Opinion: Saudis declare war on U.S. economy with oil
CONNECTING THE DOTS
Free Press Opinion Columnist
Our great friends in the desert, those good hearted folks in Saudi Arabia, have declared war on America’s economy. Again … with their oil. Is anyone a bit bothered by this?
The price of oil, thanks to America’s “gusher” (and the slowdown in the world’s economies), has fallen from over $100 a barrel to less than $60, a price not seen in years. Gasoline has slipped to less than $2 a gallon. Oil is becoming so cheap, big producers like Russia and Venezuela are headed toward recession and maybe bankruptcy.
Given that the Saudis have upped their production and cut their price to America, while selling for more money to other countries, it’s obvious they are trying for a replay of 1982. Do you remember back then when they cut their price from $40/$50 to less than $25 a barrel?
Our politicians sucked on the idea that we could deal with these fair-minded friends? Exxon’s oil shale project was about to go commercial, but Exxon pulled out and abandoned its $3 billion in the Colony project.
It was May 2, 1982, and if oil for shale had gone on the market, the Saudis and other OPEC nations would have seen their prices fall.
The decision to kill Colony was easy — to be profitable oil shale needed $40 oil. The Arabs were fine at $25 or even less.
Anyone around Grand Junction then felt the result: Bankruptcies, foreclosures, another bust from a boom, and America abandoned the idea of becoming “energy independent.” Oil shale just went away as a viable energy source.
Of course, back then we were buying five or six million barrels a day from Arabia and the OPEC cartel, so before long the price started rising again.
Then came our 2008 “recession” and oil prices fell to about $35 a barrel.

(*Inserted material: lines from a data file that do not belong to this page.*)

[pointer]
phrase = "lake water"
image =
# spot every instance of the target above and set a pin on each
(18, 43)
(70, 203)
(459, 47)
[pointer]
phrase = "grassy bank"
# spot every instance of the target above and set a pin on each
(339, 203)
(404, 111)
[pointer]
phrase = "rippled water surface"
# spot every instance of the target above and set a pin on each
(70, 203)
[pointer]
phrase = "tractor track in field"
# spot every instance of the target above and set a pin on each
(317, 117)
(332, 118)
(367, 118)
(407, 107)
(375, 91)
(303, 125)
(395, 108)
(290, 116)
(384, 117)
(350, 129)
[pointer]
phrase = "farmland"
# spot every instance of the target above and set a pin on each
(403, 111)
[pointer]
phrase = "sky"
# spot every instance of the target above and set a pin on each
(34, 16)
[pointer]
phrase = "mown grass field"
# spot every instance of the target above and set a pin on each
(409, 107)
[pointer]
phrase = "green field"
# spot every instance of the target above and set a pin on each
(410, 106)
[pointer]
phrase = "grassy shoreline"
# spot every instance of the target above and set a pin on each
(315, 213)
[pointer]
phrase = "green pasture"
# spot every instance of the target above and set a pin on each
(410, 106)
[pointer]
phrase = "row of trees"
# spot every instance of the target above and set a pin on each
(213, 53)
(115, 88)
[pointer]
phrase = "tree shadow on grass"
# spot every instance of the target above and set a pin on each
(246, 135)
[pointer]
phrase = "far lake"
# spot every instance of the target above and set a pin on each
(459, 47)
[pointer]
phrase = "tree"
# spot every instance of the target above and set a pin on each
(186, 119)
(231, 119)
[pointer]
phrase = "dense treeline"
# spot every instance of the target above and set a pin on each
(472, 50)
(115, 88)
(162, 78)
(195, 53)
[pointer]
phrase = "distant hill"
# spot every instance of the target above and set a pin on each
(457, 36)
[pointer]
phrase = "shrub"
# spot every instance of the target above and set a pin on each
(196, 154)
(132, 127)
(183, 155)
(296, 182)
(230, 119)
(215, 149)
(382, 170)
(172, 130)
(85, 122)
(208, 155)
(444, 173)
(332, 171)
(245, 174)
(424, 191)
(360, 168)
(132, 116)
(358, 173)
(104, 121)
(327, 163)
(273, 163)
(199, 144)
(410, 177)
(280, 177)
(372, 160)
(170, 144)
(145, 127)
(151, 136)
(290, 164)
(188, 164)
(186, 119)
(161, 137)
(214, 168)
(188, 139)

Amazingly, with every environmentalist and most politicians against it, somehow the horizontal drilling and fracking technologies managed to develop huge reserves of oil and saved us many billions of dollars we had been paying the Arabs for their oil.
Like all commodities, oil will cost what it costs. And the stock market will do just fine. Exxon and Chevron aren’t going out of business.
Plus we’ll still keep working our way toward a day, sometime about 30 or so year from now, when we don’t use very much fossil fuel at all.
America seems to run on huge “newsworthy” incidents, such as parading in the streets for “justice” these days. Most of this is whipped up by incomplete and many times inaccurate reporting and then letting social media carry the message.
My very bright middle son has a rule for this nonsense: “If you see it on the Internet, it’s false.”
Until it’s proven true.
Evidently no political leader can connect these dots.
Right now, the world is awash in oil, too much to even process, and more drilling is going on.
For once, it feels good for America; we’re going to be totally free from having to buy oil from the Middle East, from Nigeria, or from Brazil or Venezuela before the end of 2015.
My attitude is simple: Keep drilling, keep fracking, and become truly “Energy Independent.” Look toward the day we are able to sell a lot of oil to the global market, including China.
Then we can tell all our wonderful friends in the desert kingdoms, South America, and elsewhere we’ll be happy to supply them when their own fields run dry.
We could even play a trump card then: We’ll sell only if you take concrete steps to reduce climate-harming emissions of all kinds, and join us in reversing climate change.
Free Press columnist Ken Johnson is founder of the Grand Junction Free Press and former owner/publisher of The Daily Sentinel. He spends his time between the Grand Valley and California.